ON DRUNKEN SAILORS
Has anyone out there ever actually been around real, live drunken sailors? I ask, because there's a meme going around now that Sen. John McCain shouldn't have insulted drunken sailors by suggesting that the Bush administration is spending money in a fashion reminiscent of inebriated seamen, because at least such men (and women, one supposes) are actually spending their own money. The Bush administration's free-spending ways tap into your funds, my funds, everyone's funds, and comparing them to drunken sailors does a disservice to drunken sailors, or so says the meme.
Maybe we need some sort of national service program, or some way to get more people who opine for a living or on blogs in contact with actual sailors. Because no one who has been around real drunken sailors would say that at least drunken sailors just spend their own money. Nothing could be further from the truth.
A few years ago, I was in the US Air Force but out to sea with the USS Blue Ridge. She's a fine ship, a floating command center complete with a mini-NORAD type room from which to conduct theatre-level combined operations. Blue Ridge is the flagship of the Seventh Fleet, so much a showplace that the sailors who call her home joke that her designation, LCC-19, doesn't refer to her landing, command and control capabilities, but to the fact that officers always say to the crew "Let's continue cleaning, 19 hours a day." It's not all that witty, but you get the point.
I accompanied Blue Ridge to the Japanese port of Nagasaki on her first visit there, ever. The city that Truman nuked welcomed the high-level US Navy presence with mostly open arms--a regatta of fishing vessels, a small fleet of helicopters, and even a brass band greeted us as we pulled in. Yeah, there were a dozen or so protestors, enough for CNN to label a Million Man March or something, but nothing really unusual. Looking back, the protestors were probably North Korean dupes anyway.
After we pulled in, some sailors I'd been hanging out with for the three day cruise down invited me to roam the city with them. I took them up on it, having no idea what I was getting myself in for. I forgot about the whole drunken sailor thing, but the boys reminded me of it before long.
After walking around and around Nagasaki, night crept in and we set up camp in a sushi bar. That was my idea, thinking that Nagasaki's reputation for fresh sushi must be put to the test. While enjoying the fresh toro, the shrimp, the works, a TV behind the barkeep showed news video of our arrival. We reacted and the patrons started asking us if we were from the ship. We said we were, and rivers of sake began to flow our way. The patrons and owner were happy to have us there, happy to get to know us, and apparently happy to get us smashed.

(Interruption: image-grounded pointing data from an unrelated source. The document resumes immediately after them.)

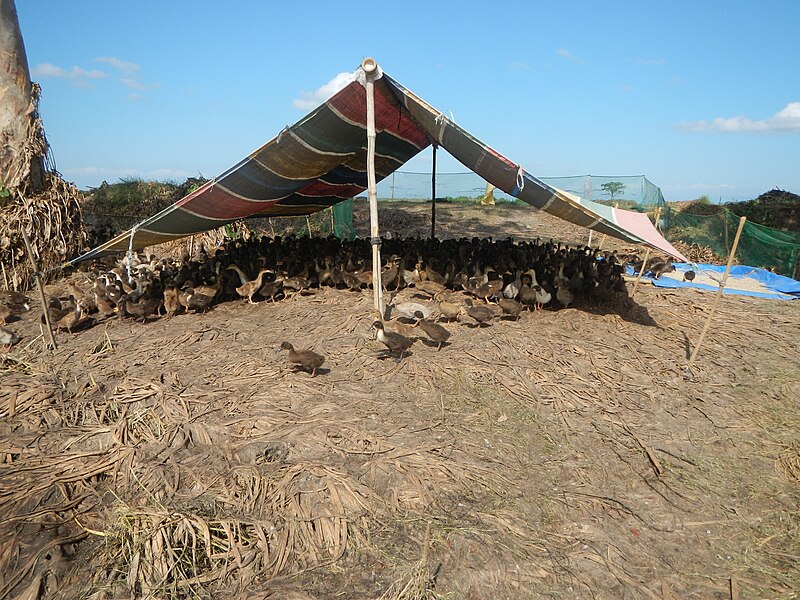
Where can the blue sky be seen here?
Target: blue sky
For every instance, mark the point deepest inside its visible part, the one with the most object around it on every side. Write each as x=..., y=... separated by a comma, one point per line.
x=701, y=97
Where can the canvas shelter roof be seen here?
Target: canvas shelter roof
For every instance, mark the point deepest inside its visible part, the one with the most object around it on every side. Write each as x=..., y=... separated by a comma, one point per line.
x=322, y=160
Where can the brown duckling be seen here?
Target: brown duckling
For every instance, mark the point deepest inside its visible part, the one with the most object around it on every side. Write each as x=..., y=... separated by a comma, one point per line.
x=248, y=289
x=141, y=309
x=527, y=296
x=394, y=342
x=71, y=319
x=305, y=359
x=436, y=332
x=103, y=305
x=8, y=338
x=449, y=310
x=489, y=289
x=12, y=297
x=428, y=287
x=481, y=313
x=658, y=267
x=563, y=294
x=191, y=299
x=510, y=307
x=172, y=302
x=9, y=307
x=6, y=313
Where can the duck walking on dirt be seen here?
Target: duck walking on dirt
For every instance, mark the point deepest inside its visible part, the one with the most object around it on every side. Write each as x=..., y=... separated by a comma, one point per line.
x=394, y=342
x=436, y=332
x=305, y=359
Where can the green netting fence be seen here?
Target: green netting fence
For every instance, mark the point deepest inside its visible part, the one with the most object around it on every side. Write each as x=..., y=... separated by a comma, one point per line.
x=342, y=215
x=630, y=192
x=759, y=246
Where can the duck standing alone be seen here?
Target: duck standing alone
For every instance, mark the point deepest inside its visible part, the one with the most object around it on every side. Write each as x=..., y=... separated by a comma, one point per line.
x=307, y=360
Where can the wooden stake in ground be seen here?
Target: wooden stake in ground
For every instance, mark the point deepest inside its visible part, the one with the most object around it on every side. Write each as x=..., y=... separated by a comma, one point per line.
x=433, y=195
x=639, y=277
x=39, y=285
x=646, y=256
x=370, y=67
x=720, y=291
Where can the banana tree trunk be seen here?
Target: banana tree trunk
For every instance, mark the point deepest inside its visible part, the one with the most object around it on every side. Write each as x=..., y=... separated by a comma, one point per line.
x=22, y=142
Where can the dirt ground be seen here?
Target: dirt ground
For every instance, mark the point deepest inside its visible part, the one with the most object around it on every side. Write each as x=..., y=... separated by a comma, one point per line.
x=569, y=454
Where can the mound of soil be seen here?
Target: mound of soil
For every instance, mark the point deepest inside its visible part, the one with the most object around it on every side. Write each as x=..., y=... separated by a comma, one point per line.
x=776, y=208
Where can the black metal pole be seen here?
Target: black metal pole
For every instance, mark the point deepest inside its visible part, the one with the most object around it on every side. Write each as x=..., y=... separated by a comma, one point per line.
x=433, y=196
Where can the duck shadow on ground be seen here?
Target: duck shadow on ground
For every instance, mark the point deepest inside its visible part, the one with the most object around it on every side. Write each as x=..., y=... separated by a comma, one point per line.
x=320, y=371
x=628, y=310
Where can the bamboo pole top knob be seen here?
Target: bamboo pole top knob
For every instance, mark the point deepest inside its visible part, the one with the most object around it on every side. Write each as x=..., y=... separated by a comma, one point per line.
x=369, y=65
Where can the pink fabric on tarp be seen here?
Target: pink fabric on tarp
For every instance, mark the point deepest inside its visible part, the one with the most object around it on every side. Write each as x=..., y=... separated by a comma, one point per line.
x=639, y=225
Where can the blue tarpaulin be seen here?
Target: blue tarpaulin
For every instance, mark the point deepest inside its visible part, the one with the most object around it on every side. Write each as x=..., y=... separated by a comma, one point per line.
x=780, y=287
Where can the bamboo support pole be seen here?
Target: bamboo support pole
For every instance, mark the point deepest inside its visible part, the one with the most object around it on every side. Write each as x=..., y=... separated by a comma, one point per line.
x=646, y=256
x=370, y=67
x=39, y=285
x=641, y=271
x=433, y=195
x=720, y=291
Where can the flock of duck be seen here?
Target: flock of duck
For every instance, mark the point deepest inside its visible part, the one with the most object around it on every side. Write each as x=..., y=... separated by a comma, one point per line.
x=476, y=280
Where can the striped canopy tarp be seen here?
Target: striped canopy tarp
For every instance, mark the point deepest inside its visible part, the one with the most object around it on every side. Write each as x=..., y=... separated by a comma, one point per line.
x=322, y=160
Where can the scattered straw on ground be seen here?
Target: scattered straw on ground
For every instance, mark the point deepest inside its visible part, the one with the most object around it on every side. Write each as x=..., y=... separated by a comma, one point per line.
x=569, y=454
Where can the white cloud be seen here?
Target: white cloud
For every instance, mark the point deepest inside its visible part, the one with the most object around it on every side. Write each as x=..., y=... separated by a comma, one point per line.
x=120, y=65
x=786, y=120
x=103, y=173
x=48, y=70
x=132, y=83
x=520, y=66
x=564, y=53
x=310, y=100
x=76, y=74
x=689, y=187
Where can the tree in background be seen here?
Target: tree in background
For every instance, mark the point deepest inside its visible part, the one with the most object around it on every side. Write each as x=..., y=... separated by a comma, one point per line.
x=613, y=188
x=32, y=193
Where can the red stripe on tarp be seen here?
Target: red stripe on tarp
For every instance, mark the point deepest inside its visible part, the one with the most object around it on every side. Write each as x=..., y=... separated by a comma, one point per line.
x=320, y=188
x=351, y=103
x=639, y=225
x=216, y=203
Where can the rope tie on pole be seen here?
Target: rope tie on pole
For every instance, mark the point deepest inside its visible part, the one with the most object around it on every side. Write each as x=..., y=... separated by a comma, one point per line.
x=280, y=135
x=129, y=255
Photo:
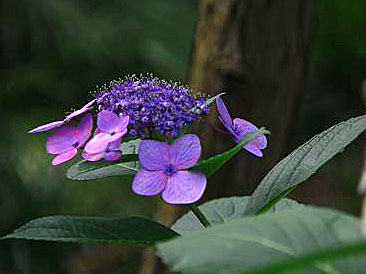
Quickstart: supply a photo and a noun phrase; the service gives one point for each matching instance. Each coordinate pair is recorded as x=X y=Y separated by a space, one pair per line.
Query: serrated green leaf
x=211 y=165
x=133 y=230
x=224 y=210
x=303 y=162
x=315 y=238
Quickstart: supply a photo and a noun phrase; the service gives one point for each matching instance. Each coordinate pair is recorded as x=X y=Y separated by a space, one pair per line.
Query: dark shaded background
x=53 y=53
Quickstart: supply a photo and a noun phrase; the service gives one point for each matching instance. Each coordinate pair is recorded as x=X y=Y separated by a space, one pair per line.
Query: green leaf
x=319 y=239
x=303 y=162
x=126 y=166
x=133 y=230
x=224 y=210
x=211 y=165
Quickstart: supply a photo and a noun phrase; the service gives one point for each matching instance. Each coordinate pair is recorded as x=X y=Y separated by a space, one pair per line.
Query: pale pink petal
x=92 y=157
x=61 y=140
x=84 y=129
x=110 y=122
x=184 y=187
x=99 y=142
x=113 y=155
x=154 y=155
x=47 y=127
x=185 y=151
x=149 y=182
x=65 y=156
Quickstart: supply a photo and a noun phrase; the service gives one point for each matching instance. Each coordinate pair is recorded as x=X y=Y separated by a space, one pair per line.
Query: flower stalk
x=198 y=213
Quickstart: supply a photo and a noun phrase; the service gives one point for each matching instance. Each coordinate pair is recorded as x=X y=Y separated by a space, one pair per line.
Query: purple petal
x=99 y=142
x=110 y=122
x=65 y=156
x=84 y=109
x=154 y=155
x=92 y=157
x=61 y=140
x=225 y=117
x=113 y=155
x=115 y=144
x=47 y=127
x=244 y=127
x=184 y=187
x=84 y=129
x=149 y=182
x=185 y=151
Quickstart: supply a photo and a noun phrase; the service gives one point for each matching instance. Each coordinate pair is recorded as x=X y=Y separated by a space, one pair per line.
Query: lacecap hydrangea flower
x=165 y=169
x=136 y=107
x=159 y=113
x=238 y=128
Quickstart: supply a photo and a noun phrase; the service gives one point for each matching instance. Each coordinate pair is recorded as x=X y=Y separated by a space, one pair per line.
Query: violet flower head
x=165 y=170
x=152 y=104
x=111 y=127
x=56 y=124
x=112 y=152
x=65 y=141
x=238 y=128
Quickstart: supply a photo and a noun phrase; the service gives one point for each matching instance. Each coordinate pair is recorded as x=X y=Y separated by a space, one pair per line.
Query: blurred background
x=54 y=53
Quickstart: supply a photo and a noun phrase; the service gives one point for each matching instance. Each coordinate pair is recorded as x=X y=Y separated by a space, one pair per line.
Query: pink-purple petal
x=47 y=127
x=61 y=140
x=184 y=187
x=154 y=155
x=224 y=115
x=185 y=151
x=244 y=127
x=149 y=183
x=98 y=143
x=84 y=129
x=92 y=157
x=113 y=155
x=65 y=156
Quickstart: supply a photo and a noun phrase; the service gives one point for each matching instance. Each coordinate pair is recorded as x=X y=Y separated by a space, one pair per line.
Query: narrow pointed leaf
x=211 y=165
x=303 y=162
x=126 y=166
x=133 y=230
x=84 y=170
x=224 y=210
x=315 y=238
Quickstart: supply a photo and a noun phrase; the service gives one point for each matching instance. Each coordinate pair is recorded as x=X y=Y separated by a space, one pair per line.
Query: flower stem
x=198 y=213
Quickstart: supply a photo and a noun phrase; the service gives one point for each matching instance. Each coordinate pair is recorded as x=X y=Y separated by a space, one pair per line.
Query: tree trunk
x=257 y=52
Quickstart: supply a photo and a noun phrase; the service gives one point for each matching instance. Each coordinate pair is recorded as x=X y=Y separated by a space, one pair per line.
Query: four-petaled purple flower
x=65 y=141
x=111 y=128
x=56 y=124
x=165 y=170
x=110 y=153
x=238 y=128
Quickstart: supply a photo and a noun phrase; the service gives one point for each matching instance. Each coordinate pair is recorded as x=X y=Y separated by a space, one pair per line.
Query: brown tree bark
x=257 y=52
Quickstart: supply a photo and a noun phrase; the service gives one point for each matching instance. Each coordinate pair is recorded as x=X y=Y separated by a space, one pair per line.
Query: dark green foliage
x=303 y=162
x=270 y=243
x=133 y=230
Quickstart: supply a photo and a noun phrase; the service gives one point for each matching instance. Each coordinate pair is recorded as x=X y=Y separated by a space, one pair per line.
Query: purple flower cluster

I'm not the drinking type, so I never touched the tide of alcohol that washed over us. But I observed that the more sake my compatriots consumed, and it was top drawer hootch, the more money they spent. Soon they'd run out of their own, and were spending mine. Meanwhile, the patrons kept volunteering more Asahi biru, more sake, more of anything liquid the sailors wanted. One tipsy sailor started massively hitting on a female patron, to such an extent that she began to get nervous. I halted the proceedings with a word or two, which got shrugged off but did their job.
Yeah, I was being a bit of a killjoy, but I also probably stopped an international incident. During our stroll back to the ship, which included several detours and backtracks while my affected friends tried to pretend sobriety, we witnessed a sailor getting arrested for something, and another riding a bicycle down the middle of a major thoroughfare, against the traffic. He was lucky that there was little traffic at that hour, or he'd have been a casualty of the friendship port call.
The moral of the story, if there is one, is this: Drunken sailors do not limit themselves to spending their own money, contrary to the current meme bouncing around the 'sphere. They'll spend their cash until they run out, then they'll either reach for the plastic money in their wallets or for the green money in yours if you happen to be with them. They'll also happily indulge in anything that anyone wants to buy for them. I think the Nagasaki sushi bar's chief patron must have spent several hundred dollars soaking American sailors that night, and the other patrons chipped in healthy amounts too.
All of which does describe how the Bush administration has been throwing around money on non-defense spending. They have been spending like drunken sailors out on the town, or at least like the drunken sailors that I hung out with in Nagasaki.
The sushi was unbelievably good, btw, the type that just melts in your mouth.